- Theatrical release poster
- Directed by: Benjamin Combes
- Written by: Benjamin Combes
- Produced by: Benjamin Combes; James Secker; Tristan de Carbon;
- Starring: Eric Carlesi; Philippe Allier; Stéphane Asensio; Anaëlle Rincent; Charlotte Poncin; Thyra Hann Phonephet; Cécile Fargues; Thémann Fagour; Olivier Dobremel;
- Cinematography: Benjamin Combes
- Edited by: Benjamin Combes
- Music by: Thomas Cappeau
- Production company: B.C. Pictures
- Release date: 21 December 2018 (YouTube);
- Running time: 68 minutes
- Country: France
- Language: English
- Budget: €31,953

= Commando Ninja =

2018 French film by Benjamin Combes

Commando Ninja is a 2018 English-language French martial arts action comedy film written and directed by Benjamin Combes. It pays homage to 1980s action films such as Commando, The Terminator, Rambo: First Blood Part II, Predator, and American Ninja. The film stars Eric Carlesi, Philippe Allier, Stéphane Asensio, Olivier Dobremel, Anaëlle Rincent, and Charlotte Poncin.

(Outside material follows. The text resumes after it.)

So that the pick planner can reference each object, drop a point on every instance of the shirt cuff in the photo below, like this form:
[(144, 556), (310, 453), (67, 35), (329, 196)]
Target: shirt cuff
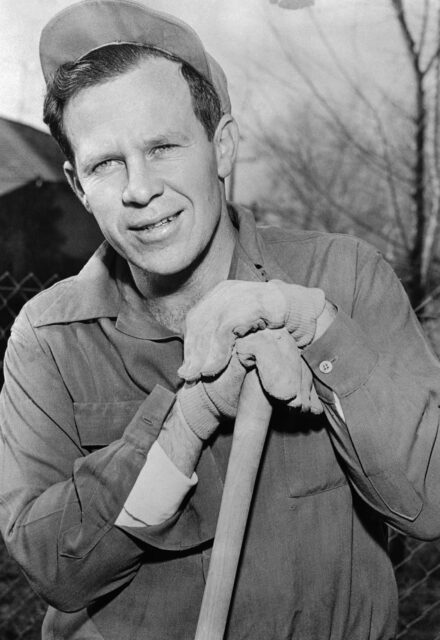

The film was crowdfunded through Kickstarter in 2018. It raised €31,953, which was more than double its original goal of €15,000. Originally planned to run at 45 minutes, Combes expanded the running time to 68 minutes and released the film on YouTube on 21 December 2018.

==Plot==
In 1968, during the Vietnam War, a Green Beret platoon known as the "Lizard Smokers", led by John Hunter, is ambushed by ninjas. In the midst of the chaos, Leeroy Hopkins loses his right arm in the ambush, Sgt. Oskar Kowalsky is attacked by velociraptors, and John is captured by the Viet Cong. While in captivity, John learns the art of ninjutsu from his captor, Colonel Yin. After John's training is completed, Yin sets him free, but warns him of a red ninja who betrayed his teachings. Yin is killed when his compound is bombed by the U.S.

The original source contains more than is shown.